La università telematica eCampus e il servizio sportello Counseling Psicologico
È proprio nell'università telematica eCampus infatti che è attivo lo sportello di counseling psicologico progettato con l'intento di offrire uno spazio riservato di ascolto allo studente per placare ansie e timori che possono subentrare nel lungo percorso universitario attraverso una serie di colloqui dove si approfondiscono le cause di tali difficoltà.

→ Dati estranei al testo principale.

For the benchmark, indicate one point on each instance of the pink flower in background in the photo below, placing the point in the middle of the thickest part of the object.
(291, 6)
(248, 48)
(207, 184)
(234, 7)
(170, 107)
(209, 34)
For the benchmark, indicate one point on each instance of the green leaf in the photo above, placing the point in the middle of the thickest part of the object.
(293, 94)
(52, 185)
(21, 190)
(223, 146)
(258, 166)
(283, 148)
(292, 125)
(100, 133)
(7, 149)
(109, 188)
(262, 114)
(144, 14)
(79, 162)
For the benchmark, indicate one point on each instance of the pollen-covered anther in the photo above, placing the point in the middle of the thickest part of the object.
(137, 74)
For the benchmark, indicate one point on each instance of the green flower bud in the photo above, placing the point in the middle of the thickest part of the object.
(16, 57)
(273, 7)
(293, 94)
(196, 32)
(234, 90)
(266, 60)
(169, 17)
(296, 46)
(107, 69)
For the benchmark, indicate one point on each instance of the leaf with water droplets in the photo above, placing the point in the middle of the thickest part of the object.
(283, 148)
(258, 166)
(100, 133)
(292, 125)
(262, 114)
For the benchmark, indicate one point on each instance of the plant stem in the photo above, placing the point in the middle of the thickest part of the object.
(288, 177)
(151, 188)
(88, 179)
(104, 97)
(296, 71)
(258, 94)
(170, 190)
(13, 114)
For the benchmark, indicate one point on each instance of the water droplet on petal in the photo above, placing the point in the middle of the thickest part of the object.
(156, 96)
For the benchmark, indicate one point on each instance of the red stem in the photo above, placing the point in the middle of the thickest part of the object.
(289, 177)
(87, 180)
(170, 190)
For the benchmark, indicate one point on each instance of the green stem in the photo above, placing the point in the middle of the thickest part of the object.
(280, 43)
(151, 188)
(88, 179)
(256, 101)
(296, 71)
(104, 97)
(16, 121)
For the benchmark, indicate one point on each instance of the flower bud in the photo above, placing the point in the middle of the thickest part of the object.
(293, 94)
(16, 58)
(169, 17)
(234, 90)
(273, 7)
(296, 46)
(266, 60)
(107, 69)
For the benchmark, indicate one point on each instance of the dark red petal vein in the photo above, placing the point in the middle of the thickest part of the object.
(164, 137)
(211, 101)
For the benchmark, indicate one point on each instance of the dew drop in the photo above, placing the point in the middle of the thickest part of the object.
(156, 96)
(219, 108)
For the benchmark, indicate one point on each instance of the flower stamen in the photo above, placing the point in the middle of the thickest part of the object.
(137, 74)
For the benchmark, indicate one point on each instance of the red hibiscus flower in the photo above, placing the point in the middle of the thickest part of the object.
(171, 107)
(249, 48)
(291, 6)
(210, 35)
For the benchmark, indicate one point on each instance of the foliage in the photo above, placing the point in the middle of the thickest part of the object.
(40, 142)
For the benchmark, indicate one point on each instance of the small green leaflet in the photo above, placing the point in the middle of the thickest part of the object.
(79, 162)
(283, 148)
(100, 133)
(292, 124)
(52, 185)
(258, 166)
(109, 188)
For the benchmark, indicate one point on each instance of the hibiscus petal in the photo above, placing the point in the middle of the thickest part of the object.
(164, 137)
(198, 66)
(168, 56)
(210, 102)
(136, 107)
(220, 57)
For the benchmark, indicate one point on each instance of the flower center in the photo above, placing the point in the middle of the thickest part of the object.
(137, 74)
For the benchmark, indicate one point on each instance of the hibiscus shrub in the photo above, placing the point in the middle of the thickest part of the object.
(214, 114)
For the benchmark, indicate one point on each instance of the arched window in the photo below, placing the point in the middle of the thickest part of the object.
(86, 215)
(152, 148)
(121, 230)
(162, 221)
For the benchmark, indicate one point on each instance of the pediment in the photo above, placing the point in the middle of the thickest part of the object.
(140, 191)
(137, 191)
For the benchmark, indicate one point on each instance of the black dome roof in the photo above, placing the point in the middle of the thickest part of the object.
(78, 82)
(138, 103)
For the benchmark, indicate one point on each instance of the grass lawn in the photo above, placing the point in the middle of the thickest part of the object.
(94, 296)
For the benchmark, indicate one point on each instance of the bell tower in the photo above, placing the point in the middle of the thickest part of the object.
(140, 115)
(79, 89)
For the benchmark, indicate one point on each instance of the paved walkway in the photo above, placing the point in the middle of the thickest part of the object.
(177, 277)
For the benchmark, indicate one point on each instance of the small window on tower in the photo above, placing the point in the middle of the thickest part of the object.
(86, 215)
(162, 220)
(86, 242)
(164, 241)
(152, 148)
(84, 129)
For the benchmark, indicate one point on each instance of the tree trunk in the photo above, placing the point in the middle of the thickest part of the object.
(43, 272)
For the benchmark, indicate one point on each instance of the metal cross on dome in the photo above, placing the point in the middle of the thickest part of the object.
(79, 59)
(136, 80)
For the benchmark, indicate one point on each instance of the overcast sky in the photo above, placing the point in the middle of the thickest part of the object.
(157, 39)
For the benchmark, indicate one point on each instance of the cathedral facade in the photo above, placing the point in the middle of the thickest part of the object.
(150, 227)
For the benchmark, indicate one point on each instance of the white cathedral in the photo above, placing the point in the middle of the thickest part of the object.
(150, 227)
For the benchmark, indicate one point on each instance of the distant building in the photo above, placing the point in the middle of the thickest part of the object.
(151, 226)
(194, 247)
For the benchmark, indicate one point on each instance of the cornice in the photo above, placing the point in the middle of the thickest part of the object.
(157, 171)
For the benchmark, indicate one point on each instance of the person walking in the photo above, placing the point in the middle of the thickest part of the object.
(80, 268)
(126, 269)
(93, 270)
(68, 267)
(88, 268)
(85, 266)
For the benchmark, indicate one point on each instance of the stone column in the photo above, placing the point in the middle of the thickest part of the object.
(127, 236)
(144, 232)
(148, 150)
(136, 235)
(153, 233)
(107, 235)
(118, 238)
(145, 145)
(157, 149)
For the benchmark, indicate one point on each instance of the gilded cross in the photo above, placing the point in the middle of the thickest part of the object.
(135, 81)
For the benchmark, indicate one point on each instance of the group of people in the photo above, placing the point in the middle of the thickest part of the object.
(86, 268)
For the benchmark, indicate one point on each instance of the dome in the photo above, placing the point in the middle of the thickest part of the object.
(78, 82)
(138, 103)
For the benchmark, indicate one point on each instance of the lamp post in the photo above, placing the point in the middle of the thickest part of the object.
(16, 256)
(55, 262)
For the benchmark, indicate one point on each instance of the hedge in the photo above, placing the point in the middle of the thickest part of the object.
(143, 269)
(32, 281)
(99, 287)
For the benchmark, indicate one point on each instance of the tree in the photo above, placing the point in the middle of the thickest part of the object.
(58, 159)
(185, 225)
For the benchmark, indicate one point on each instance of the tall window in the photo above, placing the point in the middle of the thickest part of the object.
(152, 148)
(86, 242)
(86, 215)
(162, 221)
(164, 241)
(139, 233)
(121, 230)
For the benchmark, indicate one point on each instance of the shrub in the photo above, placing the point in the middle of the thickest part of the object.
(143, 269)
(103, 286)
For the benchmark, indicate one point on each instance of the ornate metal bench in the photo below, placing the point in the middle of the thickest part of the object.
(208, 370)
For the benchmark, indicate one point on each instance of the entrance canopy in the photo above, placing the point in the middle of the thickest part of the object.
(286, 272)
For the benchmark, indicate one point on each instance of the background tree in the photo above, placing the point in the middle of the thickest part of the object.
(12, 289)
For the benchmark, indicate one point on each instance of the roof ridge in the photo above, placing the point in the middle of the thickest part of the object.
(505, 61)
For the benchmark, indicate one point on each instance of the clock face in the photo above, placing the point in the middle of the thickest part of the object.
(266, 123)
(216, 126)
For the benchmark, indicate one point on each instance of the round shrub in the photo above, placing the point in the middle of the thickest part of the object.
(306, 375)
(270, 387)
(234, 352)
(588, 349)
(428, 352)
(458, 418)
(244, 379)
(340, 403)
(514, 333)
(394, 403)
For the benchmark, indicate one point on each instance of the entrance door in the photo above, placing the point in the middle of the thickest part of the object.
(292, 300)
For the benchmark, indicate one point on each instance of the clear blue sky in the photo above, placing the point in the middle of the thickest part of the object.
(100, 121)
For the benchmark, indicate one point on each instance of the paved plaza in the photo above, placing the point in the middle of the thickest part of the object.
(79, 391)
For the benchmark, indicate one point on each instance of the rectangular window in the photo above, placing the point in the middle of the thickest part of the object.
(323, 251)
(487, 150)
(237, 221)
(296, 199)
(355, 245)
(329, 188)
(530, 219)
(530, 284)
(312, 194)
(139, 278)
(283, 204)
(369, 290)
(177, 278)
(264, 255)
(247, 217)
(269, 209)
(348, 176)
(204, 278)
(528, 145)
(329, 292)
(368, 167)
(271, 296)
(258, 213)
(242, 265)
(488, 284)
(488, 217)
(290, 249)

Grazie a questo servizio studente e psicologo, fianco a fianco, progetteranno insieme il percorso di consultazione che potrà realizzarsi anche in modalità online tramite web cam. Più nello specifico il servizio, totalmente gratuito, è rivolto a quegli studenti che:
- Evidenziano dubbi circa il percorso di studi scelto
- Hanno difficoltà nello studio
- Non riescono a gestire le ansie legate agli esami
- Hanno bisogno di rivalutare le proprie capacità e potenzialità legate all'apprendimento
- Evidenziano difficoltà emotivo-motivazionali
- Evidenziano difficoltà inerenti a situazioni e problematiche personali
Condivisione e accessibilità totale: i segreti della formazione online
Lo studio telematico è solo uno strumento, come l'uso crescente di oggetti tecnologici quali registratori vocali mp3, netbook e smartphone che di certo è più frequente vedere nelle aule universitarie. Quello che è necessario per portare avanti un percorso di formazione online sono un computer (di qualsiasi tipo) con una connessione a internet. Quello che non cambia sono la fonte della conoscenza e lo studente, e nel caso ci si avvalga di un istituto di preparazione scolastica, come per esempio Cepu, anche il tutor è inserito in questa semplice e invariabile equazione.

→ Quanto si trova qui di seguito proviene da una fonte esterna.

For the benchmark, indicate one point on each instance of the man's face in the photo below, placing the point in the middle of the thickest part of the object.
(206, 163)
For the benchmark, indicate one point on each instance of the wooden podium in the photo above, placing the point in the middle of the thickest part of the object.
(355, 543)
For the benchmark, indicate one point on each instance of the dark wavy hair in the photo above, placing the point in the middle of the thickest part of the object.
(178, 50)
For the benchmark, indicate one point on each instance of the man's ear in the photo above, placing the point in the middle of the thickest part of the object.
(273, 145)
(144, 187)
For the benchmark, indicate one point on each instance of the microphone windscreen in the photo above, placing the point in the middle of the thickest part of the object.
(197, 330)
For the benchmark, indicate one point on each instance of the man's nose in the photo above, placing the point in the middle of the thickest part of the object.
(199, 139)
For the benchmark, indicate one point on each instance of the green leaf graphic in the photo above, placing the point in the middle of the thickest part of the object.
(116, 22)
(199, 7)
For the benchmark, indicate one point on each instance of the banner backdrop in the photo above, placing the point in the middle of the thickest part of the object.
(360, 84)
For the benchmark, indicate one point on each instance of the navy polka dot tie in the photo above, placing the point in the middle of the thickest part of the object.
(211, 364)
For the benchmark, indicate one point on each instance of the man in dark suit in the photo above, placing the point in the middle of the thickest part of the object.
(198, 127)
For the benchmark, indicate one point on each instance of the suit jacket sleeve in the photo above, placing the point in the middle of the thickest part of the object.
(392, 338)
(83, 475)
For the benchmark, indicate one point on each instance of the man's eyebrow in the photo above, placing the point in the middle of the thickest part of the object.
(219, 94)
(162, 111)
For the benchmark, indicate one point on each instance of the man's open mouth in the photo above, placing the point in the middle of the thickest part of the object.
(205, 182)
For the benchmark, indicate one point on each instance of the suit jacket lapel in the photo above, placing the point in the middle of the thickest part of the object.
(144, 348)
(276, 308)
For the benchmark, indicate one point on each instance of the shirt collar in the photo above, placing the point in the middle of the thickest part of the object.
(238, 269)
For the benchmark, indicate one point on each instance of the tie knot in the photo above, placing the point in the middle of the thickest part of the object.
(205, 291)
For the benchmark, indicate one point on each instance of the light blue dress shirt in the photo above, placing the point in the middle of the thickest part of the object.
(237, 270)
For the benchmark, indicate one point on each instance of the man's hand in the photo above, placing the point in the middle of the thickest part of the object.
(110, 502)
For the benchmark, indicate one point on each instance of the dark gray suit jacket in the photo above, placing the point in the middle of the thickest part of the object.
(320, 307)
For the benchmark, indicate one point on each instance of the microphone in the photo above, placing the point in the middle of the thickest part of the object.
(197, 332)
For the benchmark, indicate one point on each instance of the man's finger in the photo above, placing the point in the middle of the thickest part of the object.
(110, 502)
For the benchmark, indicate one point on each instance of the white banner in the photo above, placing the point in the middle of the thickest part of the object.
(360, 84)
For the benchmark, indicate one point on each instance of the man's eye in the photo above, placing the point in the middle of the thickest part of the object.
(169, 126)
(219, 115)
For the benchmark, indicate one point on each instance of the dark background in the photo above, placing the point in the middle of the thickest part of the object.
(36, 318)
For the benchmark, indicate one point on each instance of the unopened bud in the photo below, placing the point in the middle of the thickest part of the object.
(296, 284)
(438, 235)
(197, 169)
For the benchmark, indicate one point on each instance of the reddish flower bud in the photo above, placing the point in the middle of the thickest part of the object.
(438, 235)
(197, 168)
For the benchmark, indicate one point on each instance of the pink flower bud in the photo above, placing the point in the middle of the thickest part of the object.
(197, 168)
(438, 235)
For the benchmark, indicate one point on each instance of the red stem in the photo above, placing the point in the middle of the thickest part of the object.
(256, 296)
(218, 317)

L'e-learning è quindi solo un veicolo della conoscenza, che come sempre parte dall'uomo - nella ricerca, nella produzione e nelle arti - per arrivare di nuovo all'uomo. Effettuando quindi una sorta di analisi di bilancio i pregi dello studio telematico sono superiori ai suoi difetti. L'utilizzo di strumenti come chat, forum, mailing list, contatti mail, contatti in audio e video conferenza permette di tagliare distanze e tempi di percorrenza (che oltre a dare più tempo allo studio vero e proprio, riducendo pure le spese) mentre l'impiego di supporti di memoria digitale consentono di organizzare meglio le nozioni. È infatti impossibile perdere appunti, che sono comunque facilmente reperibili tramite gli strumenti di condivisione; inoltre è possibile organizzarli e "pulirli" in modo organico di facile assimilazione.

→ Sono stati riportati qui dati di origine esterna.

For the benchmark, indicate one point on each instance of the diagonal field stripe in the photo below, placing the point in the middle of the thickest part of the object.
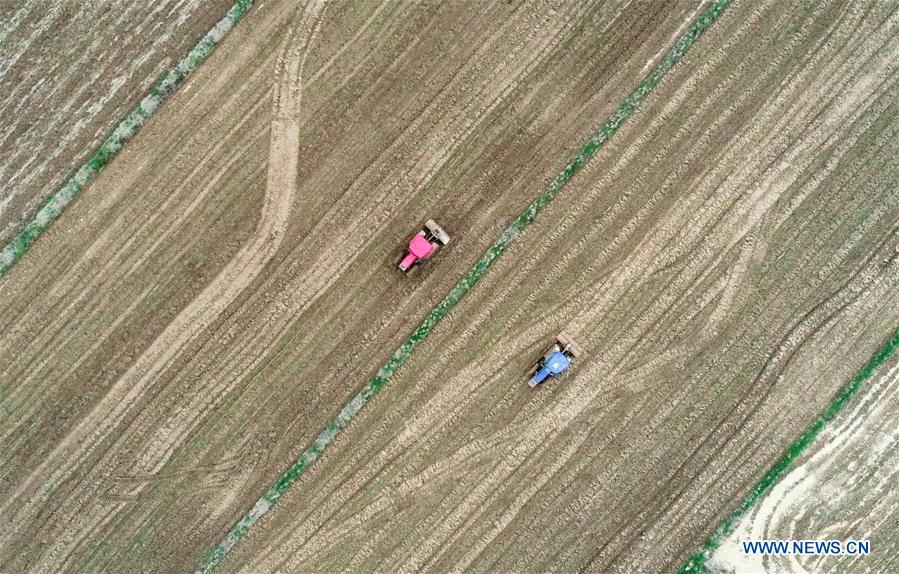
(697, 562)
(123, 132)
(625, 109)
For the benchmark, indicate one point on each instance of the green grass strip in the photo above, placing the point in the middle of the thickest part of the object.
(124, 131)
(469, 280)
(698, 560)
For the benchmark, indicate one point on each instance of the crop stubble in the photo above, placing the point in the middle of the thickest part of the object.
(728, 227)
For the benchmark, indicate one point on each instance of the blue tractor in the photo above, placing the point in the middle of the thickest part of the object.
(556, 361)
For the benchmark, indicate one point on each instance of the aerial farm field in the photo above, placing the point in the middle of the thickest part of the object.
(725, 252)
(844, 487)
(68, 72)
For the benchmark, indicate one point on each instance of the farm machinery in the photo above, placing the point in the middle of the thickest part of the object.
(556, 360)
(423, 244)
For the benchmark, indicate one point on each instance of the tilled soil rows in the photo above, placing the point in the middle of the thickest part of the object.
(69, 71)
(226, 285)
(843, 486)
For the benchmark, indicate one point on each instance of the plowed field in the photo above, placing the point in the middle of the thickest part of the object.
(727, 260)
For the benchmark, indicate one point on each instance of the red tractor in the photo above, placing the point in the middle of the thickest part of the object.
(424, 244)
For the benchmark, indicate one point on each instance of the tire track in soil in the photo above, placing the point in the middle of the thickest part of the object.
(215, 298)
(373, 386)
(513, 350)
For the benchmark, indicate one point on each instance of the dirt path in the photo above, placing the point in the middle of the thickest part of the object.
(731, 249)
(120, 400)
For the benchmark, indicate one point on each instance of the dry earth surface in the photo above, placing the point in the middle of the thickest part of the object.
(845, 488)
(69, 71)
(219, 292)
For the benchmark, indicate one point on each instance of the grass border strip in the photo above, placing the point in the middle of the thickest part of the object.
(697, 562)
(371, 388)
(123, 132)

Usare un feed reader come potente tool per la formazione online
Non molti sanno che cos'è un feed, figurarsi come utilizzarlo per aiutare la propria formazione online. Eppure si può rivelare uno strumento utile per migliorare il proprio tenore di apprendimento, come molti altri tool resi disponibili dalle recenti innovazioni informatiche.In sostanza il feed web è un contenuto reso accessibile a diverse applicazioni o piattaforme grazie ad una formattazione universale. Si possono usare i feed per distribuire contenuti pubblicati con frequenza (come i post dei blog). Gli utenti possono quindi accedere agli aggiornamenti in modo simultaneo, anche con un unico strumento di lettura detto aggregatore (come Google reader). Questo consente di leggere post, articoli e altri contenuti da un'unica fonte, senza bisogno di accedere ad ogni singolo sito.
Come uno strumento del genere aiuti nello studio è lampante. È possibile iscriversi ai feed di blog, portali o siti specializzati in una determinata materia, o su argomenti legati al proprio percorso di studi. A quel punto lo studente sarà sempre aggiornato sui contenuti che gli interessano, e ricevendo news direttamente dalle fonti.
Per aggiungere un feed al proprio aggregatore o reader è sufficiente copiarne l'indirizzo col tasto destro del mouse dove si vede il logo (l'immagine di questo articolo) e incollarlo nella casella d'iscrizione del software.